Schedule:
6:30pm: Pizza + Beer networking
7:00pm: 10-minute talks from NVIDIA, Bloomberg, & Dataiku
7:30pm: Open Q&A
Putting models into production is often seen as the completion of machine learning projects - but what happens post-deployment? This meetup will focus on this often underappreciated (and unpredicted) side of machine learning, addressing how models evolve & tackling the organizational & engineering challenges of maintenance, such as managing technical debt & compiling complexity.
In a series of 10-minute talks with Twitter, Bloomberg, & Dataiku, we will discuss different industry approaches to model maintenance. These talks will be followed by a Q&A panel with all of the speakers - come ready with a question or two!
Abstracts:
Challenges & learnings to bring research into production by Nicolas Koumchatzky, NVIDA:
As a manager or a large team working on ML problems, one issue I encountered was the difficulty to translate valuable research work into production systems. Researchers need flexibility & fast iteration, while production systems need safety, scale & robustness. In this talk, we will go over a few of the experiences I had over the years, & what I tried to do to improve the situation, with various degrees of success.

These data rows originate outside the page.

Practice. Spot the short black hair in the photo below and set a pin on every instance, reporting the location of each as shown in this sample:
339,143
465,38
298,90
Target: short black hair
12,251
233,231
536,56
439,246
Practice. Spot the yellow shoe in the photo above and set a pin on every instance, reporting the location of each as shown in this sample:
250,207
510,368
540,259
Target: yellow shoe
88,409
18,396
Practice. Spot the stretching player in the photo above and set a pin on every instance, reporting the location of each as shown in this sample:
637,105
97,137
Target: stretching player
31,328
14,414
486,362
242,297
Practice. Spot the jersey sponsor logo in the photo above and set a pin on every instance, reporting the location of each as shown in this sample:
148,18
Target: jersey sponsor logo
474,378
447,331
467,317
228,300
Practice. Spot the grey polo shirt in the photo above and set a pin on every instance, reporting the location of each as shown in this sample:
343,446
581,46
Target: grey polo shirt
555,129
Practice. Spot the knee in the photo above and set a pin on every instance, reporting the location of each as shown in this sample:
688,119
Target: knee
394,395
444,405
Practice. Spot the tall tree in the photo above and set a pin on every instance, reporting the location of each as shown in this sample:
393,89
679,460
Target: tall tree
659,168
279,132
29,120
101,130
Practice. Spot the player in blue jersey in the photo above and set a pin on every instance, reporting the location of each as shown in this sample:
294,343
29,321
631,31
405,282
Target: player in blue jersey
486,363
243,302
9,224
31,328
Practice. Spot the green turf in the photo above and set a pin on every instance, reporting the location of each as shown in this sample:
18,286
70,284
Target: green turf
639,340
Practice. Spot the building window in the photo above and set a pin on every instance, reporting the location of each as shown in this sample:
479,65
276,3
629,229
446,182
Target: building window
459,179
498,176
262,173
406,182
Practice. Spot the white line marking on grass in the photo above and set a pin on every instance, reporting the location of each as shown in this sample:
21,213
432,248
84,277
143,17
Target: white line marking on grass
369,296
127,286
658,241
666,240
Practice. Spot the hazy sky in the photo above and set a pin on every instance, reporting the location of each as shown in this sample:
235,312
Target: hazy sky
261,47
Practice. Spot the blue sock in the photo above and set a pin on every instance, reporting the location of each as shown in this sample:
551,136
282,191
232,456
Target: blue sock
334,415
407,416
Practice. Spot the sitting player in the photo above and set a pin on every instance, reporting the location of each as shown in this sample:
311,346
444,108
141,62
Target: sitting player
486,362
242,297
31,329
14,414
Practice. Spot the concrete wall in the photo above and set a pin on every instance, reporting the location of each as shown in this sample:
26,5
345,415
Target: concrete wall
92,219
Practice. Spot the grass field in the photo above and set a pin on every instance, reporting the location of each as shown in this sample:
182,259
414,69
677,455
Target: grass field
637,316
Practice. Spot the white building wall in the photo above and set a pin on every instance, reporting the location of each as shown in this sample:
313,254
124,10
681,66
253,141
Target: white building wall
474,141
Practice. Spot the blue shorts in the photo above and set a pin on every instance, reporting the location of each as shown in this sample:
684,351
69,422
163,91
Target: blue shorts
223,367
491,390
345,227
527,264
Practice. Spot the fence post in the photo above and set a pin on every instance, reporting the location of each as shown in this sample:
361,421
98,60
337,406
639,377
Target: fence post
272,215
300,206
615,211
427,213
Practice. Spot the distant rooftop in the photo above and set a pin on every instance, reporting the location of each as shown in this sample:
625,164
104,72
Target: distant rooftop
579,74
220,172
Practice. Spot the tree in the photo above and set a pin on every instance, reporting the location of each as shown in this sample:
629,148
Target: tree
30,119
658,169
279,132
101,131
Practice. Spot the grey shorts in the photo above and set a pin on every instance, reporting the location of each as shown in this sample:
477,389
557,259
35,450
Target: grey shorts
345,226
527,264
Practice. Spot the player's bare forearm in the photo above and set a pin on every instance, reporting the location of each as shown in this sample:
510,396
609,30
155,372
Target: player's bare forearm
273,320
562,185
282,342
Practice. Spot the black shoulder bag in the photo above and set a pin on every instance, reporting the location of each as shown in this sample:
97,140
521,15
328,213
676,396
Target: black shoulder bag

System Design v. Infrastructure by Michael Burkholder, Bloomberg:
When developing machine learning models for production, there is no one-size-fits-all recipe for system design. It's important to consider the engineering & product objectives early on in model development lifecycle, & to spend effort developing supporting infrastructure. In this talk, I will give an anecdotal case-study illustrating the modeling tradeoffs faced while developing an ML platform to compute the prices of financial instruments, & the infrastructure requirements to support the platform.
Exploring & Preventing Technical Debt by Patrick Masi-Phelps, Dataiku:
Patrick will discuss the concept of technical debt in production machine learning projects, a concept refined in 2015 by Google researchers (Sculley et. al), building on the software engineering concept introduced in the 1990s. Taking the extra time to simplify pipelines & account for changes in model inputs & configuration parameters can save time & mitigate risks of models in production. He'll talk theory then present a couple examples from clients in healthcare & aviation.
Bios:
Nicolas Koumchatzky started as a Quant, using models to evaluate the price of complex financial derivatives. He quickly joined a startup called DerivExperts in Paris to deliver that service to third-party buyers. After spending 5 years there as a manager, he embarked into another startup adventure at Madbits, focused on deep learning for image+text search, which was promptly acquired by Twitter. There, he developed deep learning models for image & spam filtering, moving on to create the first iteration of the first deep learning platform at Twitter called DeepBird. He then became a manager for the Twitter Cortex team, developing the ML platform with automation, better recommender systems & an improved version of the deep learning platform. A year ago, he joined NVIDIA as a Director of AI Infrastructure to build an ML platform to develop self-driving cars.
Michael Burkholder received his PhD in Mechanical Engineering from Carnegie Mellon University, studying nonlinear, chaotic, & stochastic electrochemical systems. He leads an ML team at Bloomberg LP developing high-performance models & infrastructure to power Bloomberg's risk analysis engine. Michael enjoys roasting his own coffee & listening to vinyl.
Patrick Masi-Phelps is a Data Scientist at Dataiku, where he helps clients build & deploy predictive models. Before joining Dataiku, he studied math & economics at Wesleyan University & was a fellow at NYC Data Science Academy. Patrick is always keeping up with the latest ML techniques in astronomical & public policy research.